Estos timbres históricos que hemos heredado, me animan a hacer un llamamiento a los vecinos, habituales, dominicales, veraniegos o esporádicos, para que, con su comportamiento respetuoso con las normas de convivencia pública, hagan de Cangas de Onís, una excelente ciudad.
* * *
Artículo publicado en Diego Somoano, Celso, Cangas de Onís, señas de identidad, Cangas de Onís, Ayuntamiento de Cangas de Onís, 2015, pp. 279-289. Edición de Carlos Tejo Pérez y Francisco José Pantín Fernández.
[1] Conferencia pronunciada por Celso Diego Somoano en el Aula del Reino de Asturias el día 7 de septiembre de 2007, con motivo de la celebración del centenario de la concesión del título de ciudad a Cangas de Onís y el tratamiento de excelencia a su ayuntamiento.
[2] Gaceta de Madrid, Madrid, año CCXLVI, núm. 176, martes 25 de junio de 1907, tomo II, p. 1.175.
[3] El Auseva, Cangas de Onís, año XVII, núm. 850, 13 de julio de 1907, p. 1.

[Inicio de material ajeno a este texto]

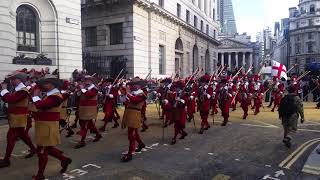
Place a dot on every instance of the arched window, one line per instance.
(312, 8)
(27, 29)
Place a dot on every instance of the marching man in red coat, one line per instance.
(204, 102)
(258, 94)
(244, 100)
(88, 111)
(17, 115)
(179, 113)
(278, 92)
(47, 118)
(224, 100)
(144, 111)
(110, 103)
(132, 117)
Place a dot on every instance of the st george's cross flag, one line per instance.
(279, 70)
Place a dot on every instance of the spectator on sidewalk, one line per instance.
(290, 109)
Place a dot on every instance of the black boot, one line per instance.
(4, 163)
(65, 164)
(201, 131)
(31, 154)
(287, 142)
(80, 145)
(140, 147)
(126, 158)
(70, 133)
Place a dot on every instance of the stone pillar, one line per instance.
(229, 61)
(222, 59)
(250, 60)
(244, 60)
(237, 60)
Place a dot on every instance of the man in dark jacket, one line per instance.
(290, 109)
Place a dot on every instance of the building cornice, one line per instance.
(304, 28)
(166, 14)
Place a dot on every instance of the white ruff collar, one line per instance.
(53, 91)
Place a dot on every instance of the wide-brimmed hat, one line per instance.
(111, 80)
(89, 77)
(166, 80)
(137, 81)
(17, 75)
(65, 84)
(49, 78)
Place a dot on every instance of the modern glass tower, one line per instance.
(226, 18)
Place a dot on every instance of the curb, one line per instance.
(312, 166)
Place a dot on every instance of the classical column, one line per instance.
(222, 59)
(237, 60)
(250, 59)
(244, 60)
(229, 61)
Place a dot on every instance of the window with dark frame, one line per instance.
(161, 3)
(195, 21)
(310, 47)
(178, 10)
(201, 26)
(91, 36)
(161, 59)
(116, 34)
(214, 14)
(27, 29)
(188, 16)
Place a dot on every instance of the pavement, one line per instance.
(244, 150)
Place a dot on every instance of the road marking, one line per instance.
(311, 170)
(309, 130)
(254, 125)
(315, 122)
(289, 164)
(267, 124)
(295, 152)
(221, 177)
(279, 173)
(276, 176)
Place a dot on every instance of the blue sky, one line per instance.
(253, 15)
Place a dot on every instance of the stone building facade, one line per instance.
(304, 32)
(235, 54)
(161, 36)
(34, 27)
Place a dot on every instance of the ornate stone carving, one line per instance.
(227, 43)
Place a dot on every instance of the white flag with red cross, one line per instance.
(279, 70)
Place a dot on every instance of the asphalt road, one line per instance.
(244, 150)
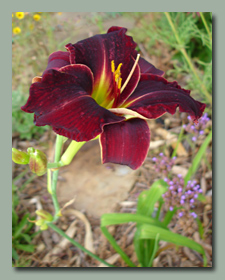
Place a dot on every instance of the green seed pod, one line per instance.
(20, 157)
(37, 162)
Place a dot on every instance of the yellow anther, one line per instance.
(118, 69)
(113, 66)
(117, 77)
(119, 83)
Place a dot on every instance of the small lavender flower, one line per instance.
(180, 214)
(194, 215)
(176, 197)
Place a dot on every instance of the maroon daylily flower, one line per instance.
(99, 87)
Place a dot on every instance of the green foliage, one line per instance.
(189, 35)
(21, 122)
(21, 228)
(149, 229)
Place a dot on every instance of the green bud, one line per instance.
(38, 161)
(44, 215)
(20, 157)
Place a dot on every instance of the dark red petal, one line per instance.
(147, 67)
(126, 142)
(98, 51)
(62, 100)
(155, 96)
(57, 60)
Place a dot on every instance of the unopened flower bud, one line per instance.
(20, 157)
(44, 215)
(37, 162)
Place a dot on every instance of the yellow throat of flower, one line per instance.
(117, 73)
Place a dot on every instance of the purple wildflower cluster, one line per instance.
(197, 129)
(163, 164)
(176, 196)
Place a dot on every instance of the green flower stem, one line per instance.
(63, 234)
(51, 185)
(70, 152)
(183, 51)
(178, 141)
(58, 148)
(206, 25)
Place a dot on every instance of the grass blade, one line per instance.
(151, 232)
(118, 249)
(147, 199)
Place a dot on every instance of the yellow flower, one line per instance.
(36, 17)
(16, 30)
(20, 15)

[4] El Auseva, Cangas de Onís, año XVII, núm. 848, 28 de junio de 1907, p. 2.
[5] García, Alfredo, Adeflor, “El queso y la historia”, en El Noroeste, Gijón, año XI, núm. 3.717, 28 de junio de 1907, p. 1.
[6] El Auseva, Cangas de Onís, año XVII, núm. 849, 6 de julio de 1907, pp. 2-3.
[7] Hay que tener presente que El Auseva, ideológicamente, es adversario político de don José González Sánchez.